"There is special place in Hell for women who do not help other women." Madeleine Albright's opinion has been running around in my brain this summer. With my new body of work, I am acutely conscious of questioning how I may contribute to helping my race in this short and blessed lifetime. I need my work to reveal and be charged with more honest, interesting and magnetic energy. I will be a woman who navigates to a new height amongst the majority of men in the art world. It is the honest truth that this is a new competitive drive in me. If that is what it takes for me to make the work which is inside of me anyway, so be it. I am just seeing the signs everywhere that I must and will move forward with a rhythm that beats to the spiritual drum of Mother Divine & Mother Earth. This is who I believe truly needs to be heard if our world is to survive.
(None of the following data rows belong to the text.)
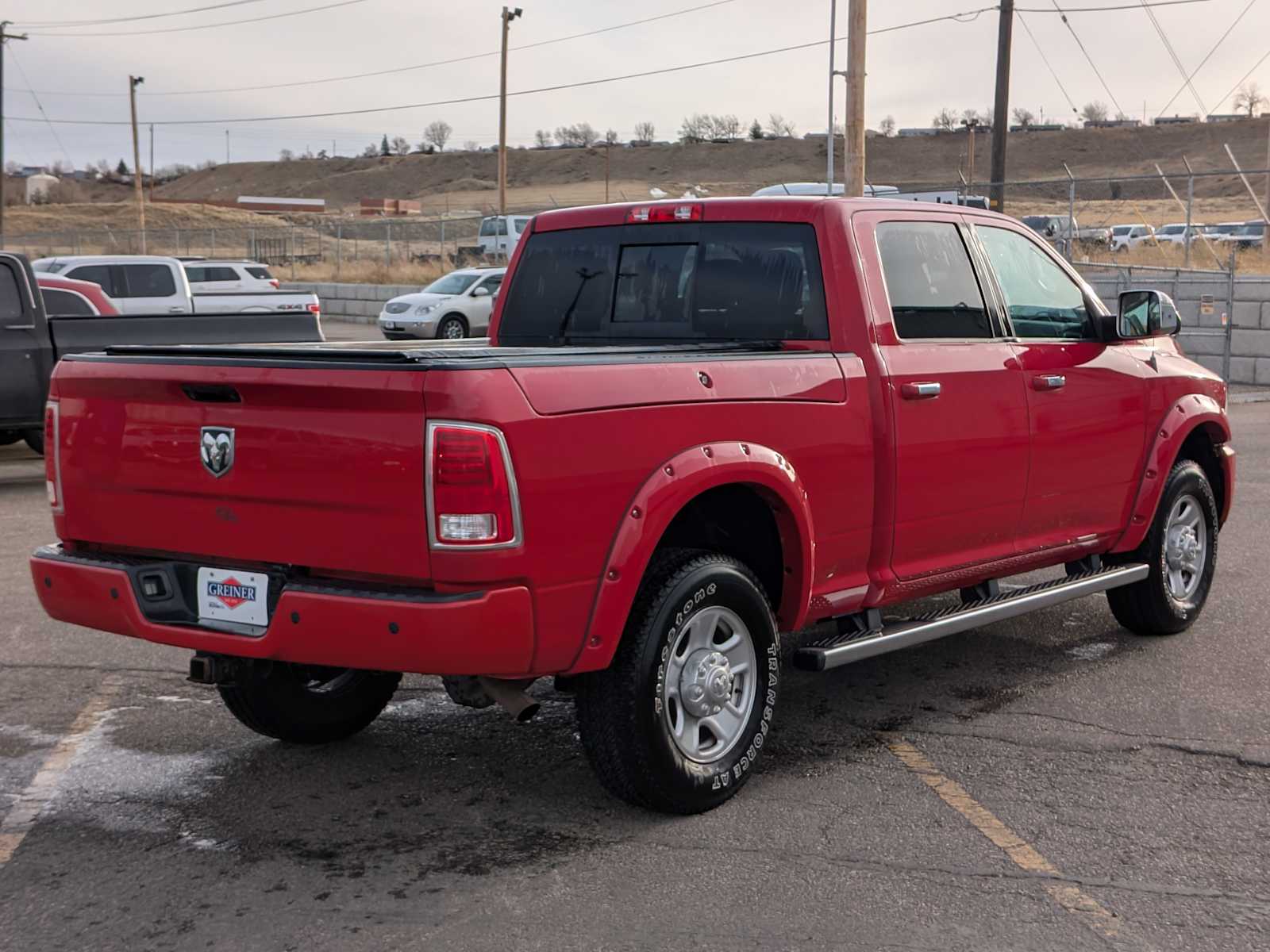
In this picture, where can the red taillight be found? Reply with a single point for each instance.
(670, 211)
(54, 456)
(471, 490)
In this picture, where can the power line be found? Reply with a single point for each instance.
(1229, 31)
(38, 106)
(59, 25)
(1172, 54)
(417, 67)
(206, 25)
(475, 99)
(1089, 59)
(1041, 52)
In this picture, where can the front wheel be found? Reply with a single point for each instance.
(452, 329)
(681, 716)
(308, 704)
(1181, 551)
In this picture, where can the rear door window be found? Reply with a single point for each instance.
(98, 273)
(673, 282)
(930, 282)
(148, 281)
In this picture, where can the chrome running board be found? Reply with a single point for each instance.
(856, 645)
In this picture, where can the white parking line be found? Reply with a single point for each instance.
(32, 801)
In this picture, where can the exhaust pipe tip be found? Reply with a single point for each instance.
(511, 697)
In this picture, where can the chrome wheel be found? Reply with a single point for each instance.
(1185, 547)
(709, 685)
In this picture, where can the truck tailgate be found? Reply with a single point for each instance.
(327, 470)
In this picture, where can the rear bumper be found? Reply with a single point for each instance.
(480, 632)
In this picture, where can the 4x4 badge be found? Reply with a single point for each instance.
(216, 450)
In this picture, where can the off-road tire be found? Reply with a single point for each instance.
(1147, 607)
(620, 710)
(279, 701)
(448, 323)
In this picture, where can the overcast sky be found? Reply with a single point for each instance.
(912, 73)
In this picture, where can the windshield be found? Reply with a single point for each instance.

I look at God as a Goddess and I want her to tell me what to do.
I read the cover of the New York times all last week and started to cry. The news was tragically sad and I pictured women's faces on top of these crazy ass political leaders, oppressors, megalomaniacs, rapists and murderers. I would not be reading the same news if the female spirit was in charge. It is the plain truth but unfortunately it is not the reality.
What do I do to not cut and paste corrections in my imagination but actually deeply move something with my blessing as a visual artist? How do I not ignore what is going on in the world while using my tool as an artist? My work might just change completely.